2.2 Het Hof zal partijen in hun bereikte overeenstemming volgen.
Slotsom
Op grond van het vorenstaande is het hoger beroep van belanghebbende gegrond en het hoger beroep van de Inspecteur ongegrond.
3. Proceskosten en griffierechten
Het Hof zal, in navolging van de vaststellingsovereenkomst, geen proceskostenveroordeling uitspreken en geen vergoeding of heffing van griffierechten gelasten.
4. Beslissing
Het Hof:
– vernietigt de uitspraak van de Rechtbank met uitzondering van de beslissing over de proceskosten en het griffierecht,
– verklaart het tegen de uitspraken van de Inspecteur ingestelde beroep gegrond,
– vermindert de navorderingsaanslag IB/PVV voor het jaar 2003 tot een aanslag, berekend naar een belastbaar inkomen uit werk en woning van € 62.423 en naar een belastbaar inkomen uit sparen en beleggen van € 1.461,
– vermindert de aanslag IB/PVV voor het jaar 2004 tot een aanslag, berekend naar een belastbaar inkomen uit werk en woning van € 51.920 en naar een belastbaar inkomen uit sparen en beleggen van € 1.419,
– vermindert de aanslag IB/PVV voor het jaar 2005 tot een aanslag, berekend naar een belastbaar inkomen uit werk en woning van € 29.309 en naar een belastbaar inkomen uit sparen en beleggen van € 2.192,
– vermindert de beschikkingen heffingsrente dienovereenkomstig en
– vernietigt de boetebeschikking betreffende het jaar 2003.

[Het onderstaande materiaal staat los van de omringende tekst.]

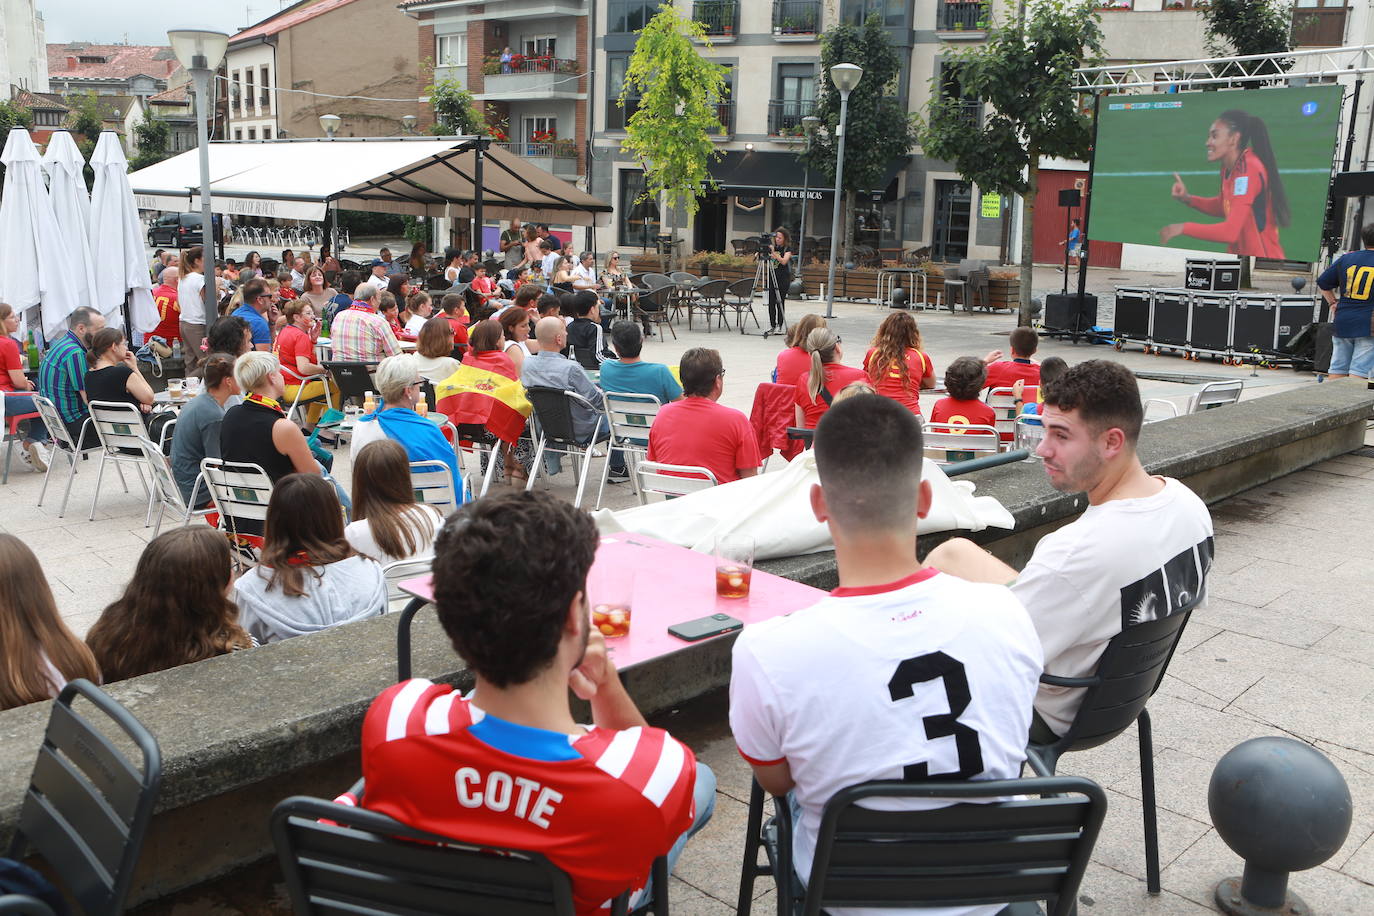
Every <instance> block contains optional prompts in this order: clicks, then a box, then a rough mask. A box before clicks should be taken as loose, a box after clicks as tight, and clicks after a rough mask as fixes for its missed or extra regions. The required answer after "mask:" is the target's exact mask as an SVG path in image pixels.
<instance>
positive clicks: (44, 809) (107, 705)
mask: <svg viewBox="0 0 1374 916" xmlns="http://www.w3.org/2000/svg"><path fill="white" fill-rule="evenodd" d="M77 696H84V698H85V699H87V700H89V703H91V705H92V706H93V707H95V711H96V713H98V715H89V714H85V713H84V711H77V710H76V709H73V703H71V702H73V700H74V699H76V698H77ZM98 720H107V721H106V722H102V724H103V725H106V728H109V725H114V726H115V729H118V731H121V732H124V736H126V737H128V740H131V742H133V744H135V746H136V747H137V751H139V755H140V757H142V761H133V759H131V758H129V757H128V755H125V754H124V751H121V750H120V748H118V747H117V746H115V744H114V743H113V742H111V740H110V739H109V737H106V733H104V731H102V729H100V728H96V726H95V721H98ZM161 786H162V753H161V750H159V748H158V742H157V739H155V737H153V735H151V733H150V732H148V729H146V728H144V726H143V724H142V722H139V720H137V718H135V717H133V714H132V713H129V711H128V710H126V709H124V707H122V706H120V705H118V703H117V702H114V700H113V699H110V696H107V695H106V694H104V692H103V691H100V688H98V687H96V685H95V684H92V683H91V681H87V680H80V678H78V680H74V681H71V683H69V684H67V685H66V687H65V688H63V689H62V694H59V695H58V699H56V702H54V703H52V711H51V714H49V715H48V729H47V732H45V733H44V736H43V744H41V746H40V747H38V759H37V762H36V764H34V765H33V776H32V779H30V780H29V788H27V791H26V792H25V795H23V806H22V808H21V810H19V825H18V829H16V831H15V836H14V843H12V845H11V847H10V853H8V854H10V857H11V858H16V860H18V858H23V853H25V849H26V847H32V849H34V850H37V853H38V854H40V856H43V858H44V860H45V861H47V864H48V865H49V867H51V868H52V871H54V872H55V873H56V876H58V879H59V882H60V883H62V884H63V886H65V887H66V890H67V893H70V894H71V897H73V898H76V901H77V902H78V904H80V905H81V908H82V911H85V913H87V915H88V916H104V915H109V916H114V915H115V913H122V912H124V898H125V897H126V895H128V893H129V886H131V884H132V882H133V869H135V865H136V864H137V861H139V853H140V851H142V850H143V838H144V835H146V834H147V828H148V823H150V821H151V820H153V806H154V803H155V802H157V798H158V791H159V788H161Z"/></svg>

Deze uitspraak is gedaan door mr. E. Polak, voorzitter, mr. J. Huiskes en mr. P. van der Wal, in tegenwoordigheid van mr. K. de Jong-Braaksma als griffier.
De beslissing is op 3 juli 2011 in het openbaar uitgesproken.

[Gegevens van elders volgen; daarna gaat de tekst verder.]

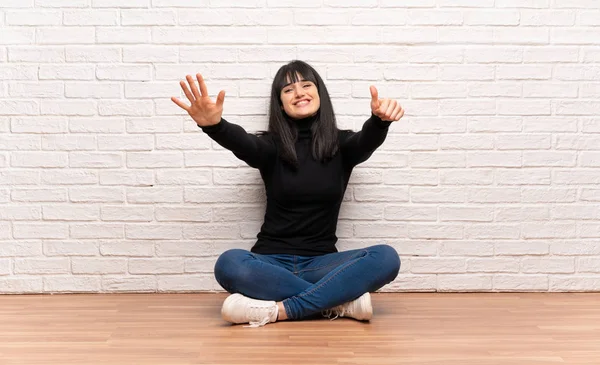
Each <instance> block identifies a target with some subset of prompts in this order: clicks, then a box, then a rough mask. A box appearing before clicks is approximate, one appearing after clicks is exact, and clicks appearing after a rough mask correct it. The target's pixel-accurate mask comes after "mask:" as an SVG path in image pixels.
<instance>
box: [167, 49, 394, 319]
mask: <svg viewBox="0 0 600 365" xmlns="http://www.w3.org/2000/svg"><path fill="white" fill-rule="evenodd" d="M196 77H197V80H198V84H199V86H200V90H198V88H197V87H196V85H195V83H194V80H193V78H192V76H190V75H188V76H187V82H188V83H189V88H188V85H187V84H186V83H185V82H184V81H181V88H182V89H183V91H184V93H185V96H186V97H187V99H188V100H189V101H190V103H191V105H187V104H186V103H184V102H182V101H181V100H179V99H177V98H175V97H173V98H172V100H173V102H174V103H175V104H177V105H178V106H180V107H181V108H182V109H184V110H185V111H187V112H188V114H189V115H190V116H191V117H192V119H193V120H194V121H195V122H196V124H197V125H198V126H199V127H200V128H201V129H202V131H204V132H205V133H206V134H207V135H208V136H209V137H210V138H212V139H213V140H215V141H216V142H217V143H218V144H220V145H221V146H223V147H224V148H226V149H228V150H230V151H232V152H233V153H234V155H235V156H236V157H238V158H239V159H241V160H243V161H245V162H246V163H247V164H248V165H249V166H251V167H254V168H257V169H258V170H259V171H260V174H261V177H262V179H263V181H264V184H265V189H266V196H267V208H266V213H265V216H264V223H263V225H262V227H261V230H260V233H259V234H258V235H257V238H258V240H257V242H256V244H255V245H254V246H253V247H252V249H251V251H247V250H241V249H232V250H229V251H226V252H224V253H223V254H222V255H221V256H220V257H219V259H218V260H217V263H216V265H215V277H216V279H217V281H218V283H219V284H220V285H221V286H222V287H223V288H224V289H226V290H227V291H228V292H230V293H233V294H232V295H230V296H229V297H228V298H227V299H226V300H225V302H224V303H223V308H222V310H221V314H222V316H223V318H224V319H225V320H227V321H229V322H231V323H250V327H257V326H263V325H265V324H267V323H269V322H275V321H281V320H285V319H294V320H297V319H301V318H306V317H309V316H312V315H314V314H316V313H319V312H321V313H326V315H328V316H329V317H331V315H332V314H335V315H336V318H337V317H339V316H343V317H351V318H355V319H358V320H369V319H370V318H371V316H372V312H373V311H372V307H371V299H370V295H369V292H370V291H375V290H377V289H379V288H381V287H382V286H384V285H385V284H387V283H389V282H391V281H393V280H394V279H395V278H396V276H397V275H398V271H399V270H400V259H399V257H398V254H397V252H396V251H395V250H394V249H393V248H392V247H390V246H388V245H377V246H372V247H367V248H364V249H359V250H350V251H344V252H337V249H336V248H335V244H336V242H337V237H336V234H335V231H336V226H337V220H338V213H339V209H340V205H341V202H342V199H343V196H344V192H345V190H346V187H347V184H348V180H349V178H350V174H351V172H352V169H353V168H354V167H355V166H356V165H358V164H360V163H361V162H364V161H366V160H367V159H368V158H369V157H370V156H371V154H372V153H373V152H374V151H375V149H376V148H377V147H379V146H380V145H381V144H382V143H383V141H384V140H385V138H386V135H387V132H388V127H389V125H390V124H391V123H392V122H393V121H398V120H400V118H402V116H403V115H404V110H403V109H402V107H401V106H400V105H399V104H398V102H396V101H394V100H390V99H383V100H382V99H379V98H378V95H377V89H376V88H375V87H374V86H371V88H370V91H371V116H370V118H369V119H368V120H367V121H366V122H365V123H364V125H363V127H362V130H361V131H360V132H352V131H342V130H339V129H338V128H337V125H336V119H335V115H334V112H333V106H332V104H331V100H330V98H329V94H328V92H327V88H326V87H325V84H324V83H323V80H322V79H321V77H320V76H319V74H318V73H317V72H316V71H315V69H314V68H312V67H311V66H309V65H308V64H306V63H304V62H302V61H293V62H290V63H288V64H286V65H284V66H282V67H281V68H280V69H279V71H278V72H277V74H276V75H275V78H274V80H273V84H272V87H271V101H270V107H269V127H268V131H267V132H264V133H260V134H258V135H254V134H249V133H247V132H246V131H245V130H244V129H243V128H242V127H240V126H238V125H236V124H233V123H230V122H228V121H226V120H225V119H223V117H222V114H223V103H224V99H225V92H224V91H221V92H219V94H218V96H217V99H216V102H213V101H212V100H211V99H210V98H209V96H208V91H207V89H206V85H205V83H204V80H203V78H202V75H200V74H197V75H196Z"/></svg>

De griffier, De voorzitter,
(K. de Jong-Braaksma) (E. Polak)
Afschriften zijn aangetekend per post verzonden op 4 juli 2012
De griffier, De voorzitter,
Tegen deze uitspraak kunnen beide partijen binnen zes weken na de verzenddatum beroep in cassatie instellen bij
de Hoge Raad der Nederlanden (belastingkamer),
Postbus 20303,
2500 EH Den Haag.
Daarbij moet het volgende in acht worden genomen:
1 - bij het beroepschrift wordt een afschrift van deze uitspraak overgelegd;
2 - het beroepschrift moet ondertekend zijn en ten minste het volgende vermelden:
a. de naam en het adres van de indiener;
b. de dagtekening;
c. een omschrijving van de uitspraak waartegen het beroep in cassatie is gericht;
d. de gronden van het beroep in cassatie.
Voor het instellen van beroep in cassatie is griffierecht verschuldigd. Na het instellen van beroep in cassatie ontvangt de indiener een nota griffierecht van de griffier van de Hoge Raad. In het cassatieberoepschrift kan de Hoge Raad verzocht worden om de wederpartij te veroordelen in de proceskosten.